Read about the government’s 30-year-old medical marijuana program at wikipedia.
The settlement in Randall v. U.S. became the legal basis for the FDA's Compassionate Investigational New Drug (CIND) program in 1978. Initially only available to patients afflicted by marijuana-responsive disorders and orphan drugs, the concept was expanded to include HIV-positive patients in the mid-1980s. Due to the growing number of AIDS patients throughout the late 1980s and the resulting numbers of patients who joined the CIND program, the George H. W. Bush administration closed the program down in 1992. At its peak, the program had thirty active patients.
The remaining patients in the CIND program were grandfathered in. Today, there are only five surviving patients in the program. Of these, three would have died years ago without cannabis, and the other two would be blind. It’s worth considering that these people had to undergo extensive checks to assure that they suffered from stuff that medical science couldn’t deal with any other way. None were expected to live long.
The FDA has sent each of these five people a tin containing 300 rolled cannabis cigarettes each month for as long as they have been in the program (19-28 years). Meanwhile, other agencies of government have maintained--with varying degrees of straight faces--that cannabis has “no accepted medical use.”

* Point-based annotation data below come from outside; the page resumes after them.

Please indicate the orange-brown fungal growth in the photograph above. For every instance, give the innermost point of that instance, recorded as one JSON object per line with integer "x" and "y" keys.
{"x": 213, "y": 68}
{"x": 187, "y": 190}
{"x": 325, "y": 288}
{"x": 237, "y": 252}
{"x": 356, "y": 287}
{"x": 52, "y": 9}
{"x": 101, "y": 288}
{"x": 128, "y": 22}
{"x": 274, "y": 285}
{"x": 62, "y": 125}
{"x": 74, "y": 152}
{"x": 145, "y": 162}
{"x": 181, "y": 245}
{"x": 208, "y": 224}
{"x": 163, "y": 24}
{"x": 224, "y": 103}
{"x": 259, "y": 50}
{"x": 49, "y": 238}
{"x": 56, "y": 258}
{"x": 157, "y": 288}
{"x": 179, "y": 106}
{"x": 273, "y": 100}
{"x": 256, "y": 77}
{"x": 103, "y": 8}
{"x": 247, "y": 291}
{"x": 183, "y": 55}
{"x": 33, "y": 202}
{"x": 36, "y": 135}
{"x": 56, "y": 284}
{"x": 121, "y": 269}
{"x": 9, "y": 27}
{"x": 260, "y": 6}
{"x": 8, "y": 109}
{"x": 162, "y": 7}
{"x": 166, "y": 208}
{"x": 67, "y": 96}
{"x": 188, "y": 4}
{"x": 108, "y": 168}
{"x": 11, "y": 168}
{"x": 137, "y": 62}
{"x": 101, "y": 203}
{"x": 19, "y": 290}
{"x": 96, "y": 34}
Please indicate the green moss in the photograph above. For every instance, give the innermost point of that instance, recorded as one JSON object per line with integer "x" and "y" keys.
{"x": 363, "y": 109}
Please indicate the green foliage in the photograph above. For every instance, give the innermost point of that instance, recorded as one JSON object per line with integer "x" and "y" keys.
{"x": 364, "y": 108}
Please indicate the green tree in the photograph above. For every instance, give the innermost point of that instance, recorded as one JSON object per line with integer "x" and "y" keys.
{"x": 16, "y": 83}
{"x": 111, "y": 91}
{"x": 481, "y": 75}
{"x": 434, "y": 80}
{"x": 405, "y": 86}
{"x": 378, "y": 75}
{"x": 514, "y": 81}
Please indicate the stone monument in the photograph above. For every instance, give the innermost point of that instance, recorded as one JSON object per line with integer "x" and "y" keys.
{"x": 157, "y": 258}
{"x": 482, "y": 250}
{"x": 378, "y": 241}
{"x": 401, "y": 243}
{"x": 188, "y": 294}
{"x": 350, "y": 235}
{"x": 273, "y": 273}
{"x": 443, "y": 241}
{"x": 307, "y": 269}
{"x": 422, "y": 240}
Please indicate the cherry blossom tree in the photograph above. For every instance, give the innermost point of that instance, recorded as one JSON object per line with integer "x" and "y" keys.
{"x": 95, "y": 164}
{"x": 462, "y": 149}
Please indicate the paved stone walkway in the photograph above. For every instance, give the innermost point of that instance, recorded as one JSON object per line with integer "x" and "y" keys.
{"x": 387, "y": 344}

I have seen a judge in a South Dakota Circuit Courtroom allow a Rapid City doctor to testify that to his patient, the defendant, “smoked marijuana is an essential element of his therapy.” Read about Tom Faltynowicz here. Judge Eckrich then sentenced Faltynowicz to seven days in jail for trying to save his own life, while exempting him from a THC violation of his 358-day probation.
What follows is a probation order from Judge Fuller in Rapid City, exempting a possession defendant being probated to his home state of Washington (where he had a medical cannabis card) from being uranalyzed for THC while on probation.
There is only one sane course. Everyone at every level of the system who is not a complete slobbering moron recognizes that cannabis is beneficial to some people under some conditions. The logical course to take is to leave the recommendation for, and application of, therapy to doctors and their patients.